Vino el médico y me preguntó un montón de cosas. Vino un celador y me llevó a hacerme una placa. Mientras, yo tumbada mirando al techo. No tenía ganas ni de jugar con el móvil. Me dolía todo y estaba cansada. Tuve momentos de frío, incluso, aunque no noté que subiera la temperatura.

Vino el doctor de nuevo. Me volvió a preguntar algo que me había preguntado cien veces: ¿tienes molestias al hacer pis? No, señor, ninguna. ¿Estás segura? Pues sí, bastante segura.

Se volvió a ir y al rato vino una doctora. Yo esperaba que me dijera que todo estaba bien, o que tenía una infección, me mandara antibiótico y a casa. Pero no. Es cierto que tenía una infección, de orina concretamente, pero no me mandó a casa. Me puso antibiótico y me dejaba en una habitación de urgencias en observación.

Pues qué bien.

Yo que quería irme a casa a cenar. 

Odio la comida de hospital.
El menú de hospital. Muy buena pinta todo. El arroz tieso, como el pollo, y todo soso.

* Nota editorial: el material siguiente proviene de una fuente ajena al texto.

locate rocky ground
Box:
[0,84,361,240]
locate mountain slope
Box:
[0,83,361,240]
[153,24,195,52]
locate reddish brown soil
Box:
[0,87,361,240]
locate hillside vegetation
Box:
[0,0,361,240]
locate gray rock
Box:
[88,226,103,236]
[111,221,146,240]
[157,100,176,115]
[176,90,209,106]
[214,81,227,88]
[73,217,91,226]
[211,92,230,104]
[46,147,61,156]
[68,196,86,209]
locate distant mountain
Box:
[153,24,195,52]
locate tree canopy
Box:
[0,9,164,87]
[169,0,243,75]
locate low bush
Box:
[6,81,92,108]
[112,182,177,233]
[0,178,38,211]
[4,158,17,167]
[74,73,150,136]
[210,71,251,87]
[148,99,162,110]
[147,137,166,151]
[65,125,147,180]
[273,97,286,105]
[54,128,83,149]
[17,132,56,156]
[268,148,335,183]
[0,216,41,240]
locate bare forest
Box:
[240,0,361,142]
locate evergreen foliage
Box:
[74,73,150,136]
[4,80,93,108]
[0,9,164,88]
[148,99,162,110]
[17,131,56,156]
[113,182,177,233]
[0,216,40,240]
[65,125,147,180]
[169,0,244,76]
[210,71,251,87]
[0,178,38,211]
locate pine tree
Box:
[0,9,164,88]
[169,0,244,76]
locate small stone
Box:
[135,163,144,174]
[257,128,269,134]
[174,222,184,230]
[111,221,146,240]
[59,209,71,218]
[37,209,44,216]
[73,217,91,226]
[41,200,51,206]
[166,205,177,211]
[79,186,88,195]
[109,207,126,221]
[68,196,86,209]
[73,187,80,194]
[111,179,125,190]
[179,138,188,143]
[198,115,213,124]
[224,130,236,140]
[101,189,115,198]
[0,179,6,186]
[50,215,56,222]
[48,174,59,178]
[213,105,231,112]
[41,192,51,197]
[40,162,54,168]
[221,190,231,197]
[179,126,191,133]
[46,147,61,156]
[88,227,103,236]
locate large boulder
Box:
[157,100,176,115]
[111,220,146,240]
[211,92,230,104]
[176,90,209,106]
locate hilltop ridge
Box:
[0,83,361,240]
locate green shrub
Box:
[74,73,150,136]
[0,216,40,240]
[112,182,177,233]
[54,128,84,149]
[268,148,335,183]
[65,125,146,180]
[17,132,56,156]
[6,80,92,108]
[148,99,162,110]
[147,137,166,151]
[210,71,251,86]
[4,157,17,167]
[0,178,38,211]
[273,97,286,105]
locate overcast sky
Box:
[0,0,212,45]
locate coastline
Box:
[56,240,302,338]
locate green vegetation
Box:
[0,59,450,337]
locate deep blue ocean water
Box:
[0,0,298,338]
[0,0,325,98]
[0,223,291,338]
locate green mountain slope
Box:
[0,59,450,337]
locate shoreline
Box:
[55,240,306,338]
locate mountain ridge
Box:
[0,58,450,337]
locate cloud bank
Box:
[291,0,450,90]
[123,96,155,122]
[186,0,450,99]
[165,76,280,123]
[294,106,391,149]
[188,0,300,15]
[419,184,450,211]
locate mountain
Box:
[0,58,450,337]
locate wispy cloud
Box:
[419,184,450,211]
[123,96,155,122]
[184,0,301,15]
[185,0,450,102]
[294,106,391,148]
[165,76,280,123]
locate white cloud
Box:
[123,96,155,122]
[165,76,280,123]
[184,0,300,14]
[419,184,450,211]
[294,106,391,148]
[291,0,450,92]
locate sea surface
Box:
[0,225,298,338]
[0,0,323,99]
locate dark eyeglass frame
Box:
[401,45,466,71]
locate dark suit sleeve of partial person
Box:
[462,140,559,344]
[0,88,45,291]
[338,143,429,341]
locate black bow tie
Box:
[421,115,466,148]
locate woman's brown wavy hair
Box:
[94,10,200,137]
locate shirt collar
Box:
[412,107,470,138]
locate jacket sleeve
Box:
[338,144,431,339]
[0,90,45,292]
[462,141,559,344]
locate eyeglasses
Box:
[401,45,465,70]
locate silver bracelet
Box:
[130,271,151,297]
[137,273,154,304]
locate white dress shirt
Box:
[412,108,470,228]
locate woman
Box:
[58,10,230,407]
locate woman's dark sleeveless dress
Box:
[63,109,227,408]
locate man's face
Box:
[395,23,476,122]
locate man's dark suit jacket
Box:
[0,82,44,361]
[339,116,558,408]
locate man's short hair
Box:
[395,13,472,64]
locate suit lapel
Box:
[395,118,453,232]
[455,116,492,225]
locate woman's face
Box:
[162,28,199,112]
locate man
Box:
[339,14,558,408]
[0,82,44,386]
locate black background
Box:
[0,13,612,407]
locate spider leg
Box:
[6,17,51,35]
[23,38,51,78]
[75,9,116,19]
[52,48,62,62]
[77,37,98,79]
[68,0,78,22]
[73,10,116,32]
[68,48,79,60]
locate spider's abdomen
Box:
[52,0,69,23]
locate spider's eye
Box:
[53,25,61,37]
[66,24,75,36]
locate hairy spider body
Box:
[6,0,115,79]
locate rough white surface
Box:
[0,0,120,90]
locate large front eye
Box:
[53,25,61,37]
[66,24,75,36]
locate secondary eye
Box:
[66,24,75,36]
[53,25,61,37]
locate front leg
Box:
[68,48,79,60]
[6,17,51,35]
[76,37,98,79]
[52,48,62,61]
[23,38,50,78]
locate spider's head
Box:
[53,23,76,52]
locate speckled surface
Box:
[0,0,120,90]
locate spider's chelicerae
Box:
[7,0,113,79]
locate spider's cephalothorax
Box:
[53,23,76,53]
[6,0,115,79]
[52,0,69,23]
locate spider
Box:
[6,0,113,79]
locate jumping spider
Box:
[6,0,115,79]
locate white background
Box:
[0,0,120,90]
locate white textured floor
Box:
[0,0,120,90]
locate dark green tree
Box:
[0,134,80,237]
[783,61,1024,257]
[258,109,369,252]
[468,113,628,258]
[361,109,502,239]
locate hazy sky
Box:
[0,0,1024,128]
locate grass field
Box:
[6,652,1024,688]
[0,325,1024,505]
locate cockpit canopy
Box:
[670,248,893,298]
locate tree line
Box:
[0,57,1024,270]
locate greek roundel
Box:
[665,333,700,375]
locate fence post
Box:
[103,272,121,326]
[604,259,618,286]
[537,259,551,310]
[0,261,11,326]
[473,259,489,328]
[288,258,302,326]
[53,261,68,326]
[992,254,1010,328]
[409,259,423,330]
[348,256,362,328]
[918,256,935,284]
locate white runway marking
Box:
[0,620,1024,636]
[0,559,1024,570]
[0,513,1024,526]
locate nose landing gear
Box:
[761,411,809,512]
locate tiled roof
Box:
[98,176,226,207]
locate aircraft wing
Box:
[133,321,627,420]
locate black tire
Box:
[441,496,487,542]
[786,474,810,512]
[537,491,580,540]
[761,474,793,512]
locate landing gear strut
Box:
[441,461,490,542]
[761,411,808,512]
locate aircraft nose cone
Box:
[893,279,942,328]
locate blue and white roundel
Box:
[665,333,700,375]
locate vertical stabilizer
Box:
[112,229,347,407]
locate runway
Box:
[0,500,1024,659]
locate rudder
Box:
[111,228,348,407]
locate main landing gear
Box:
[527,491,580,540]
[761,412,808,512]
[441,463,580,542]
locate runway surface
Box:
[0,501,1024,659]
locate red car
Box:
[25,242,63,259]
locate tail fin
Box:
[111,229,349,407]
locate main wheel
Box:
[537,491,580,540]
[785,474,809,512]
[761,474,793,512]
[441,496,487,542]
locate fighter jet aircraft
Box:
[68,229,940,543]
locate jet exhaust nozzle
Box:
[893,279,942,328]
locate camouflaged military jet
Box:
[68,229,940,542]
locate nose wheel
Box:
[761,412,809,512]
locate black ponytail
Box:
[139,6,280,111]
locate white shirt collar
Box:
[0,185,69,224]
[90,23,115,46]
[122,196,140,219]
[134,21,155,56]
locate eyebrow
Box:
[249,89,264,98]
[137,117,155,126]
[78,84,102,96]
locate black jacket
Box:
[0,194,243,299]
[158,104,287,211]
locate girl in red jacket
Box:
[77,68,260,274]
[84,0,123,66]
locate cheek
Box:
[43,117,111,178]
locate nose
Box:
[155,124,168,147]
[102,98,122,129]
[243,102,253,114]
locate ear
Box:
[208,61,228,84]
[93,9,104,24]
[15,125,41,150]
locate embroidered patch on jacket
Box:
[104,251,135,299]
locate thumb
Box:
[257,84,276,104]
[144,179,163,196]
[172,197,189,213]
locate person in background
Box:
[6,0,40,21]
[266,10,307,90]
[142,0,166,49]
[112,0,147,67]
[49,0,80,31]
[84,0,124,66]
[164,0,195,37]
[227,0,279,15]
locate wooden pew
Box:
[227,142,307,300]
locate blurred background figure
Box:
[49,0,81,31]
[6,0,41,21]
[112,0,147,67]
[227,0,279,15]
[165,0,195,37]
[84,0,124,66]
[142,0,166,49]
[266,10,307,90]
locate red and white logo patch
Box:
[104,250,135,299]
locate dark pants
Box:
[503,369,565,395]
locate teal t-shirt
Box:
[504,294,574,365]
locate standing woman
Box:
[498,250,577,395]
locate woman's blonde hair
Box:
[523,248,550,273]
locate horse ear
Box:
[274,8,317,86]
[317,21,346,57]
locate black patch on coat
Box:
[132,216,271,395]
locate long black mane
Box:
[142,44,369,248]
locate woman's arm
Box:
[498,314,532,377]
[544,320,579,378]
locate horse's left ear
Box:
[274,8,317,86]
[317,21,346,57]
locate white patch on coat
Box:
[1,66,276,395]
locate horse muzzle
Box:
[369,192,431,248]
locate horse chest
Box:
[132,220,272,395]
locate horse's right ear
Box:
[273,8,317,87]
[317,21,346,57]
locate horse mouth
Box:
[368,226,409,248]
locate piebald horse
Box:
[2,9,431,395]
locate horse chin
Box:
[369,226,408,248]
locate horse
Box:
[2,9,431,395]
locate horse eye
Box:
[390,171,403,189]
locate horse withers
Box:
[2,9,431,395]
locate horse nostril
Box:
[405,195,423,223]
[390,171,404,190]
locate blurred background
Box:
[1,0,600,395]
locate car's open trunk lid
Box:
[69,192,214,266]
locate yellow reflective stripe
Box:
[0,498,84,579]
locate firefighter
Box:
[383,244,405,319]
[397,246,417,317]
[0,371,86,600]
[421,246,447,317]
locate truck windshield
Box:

A la mañana siguiente me sacaron sangre temprano (sobre las ocho), y a eso de las nueve vino la misma doctora. Me explicó muy amablemente y con palabras técnicas que me habían bajado drásticamente las defensas (en concreto los neutrófilos), que me iban a cambiar el tratamiento. Y, después de una pausa expectante, me confirmó lo que no quería creer: ese día tampoco me iba para casa.


Buff. 

Más comida de hospital.

La verdad, no estuve mal. El box era en realidad una habitación, lo único malo era el tema del baño. Que no había dentro y tenía que salir a uno de fuera, que era para todos los boxes. Y el primer día iba con un palo con ruedas que no rodaba, lo que hacía un tanto complicado su traslado. 

Quitando eso y lo de la comida…

Al día siguiente me sacaron sangre a las seis de la mañana. ¡Las seis de la mañana! Oigan, que no son horas…

Y la doctora no llegó hasta las doce… Eso sí, traía buenas noticias. Mis defensas se habían recuperado bastante y me iba a casa. En cuanto me dieran los papeles. 

Intenté hacer fuerza. Me vestí, me peiné y les pedí el informe rápido.

Pero ellas fueron más rápido aún. No, no con el informe. Con la comida. Salí ese día del hospital, sí, pero no antes de haber comido.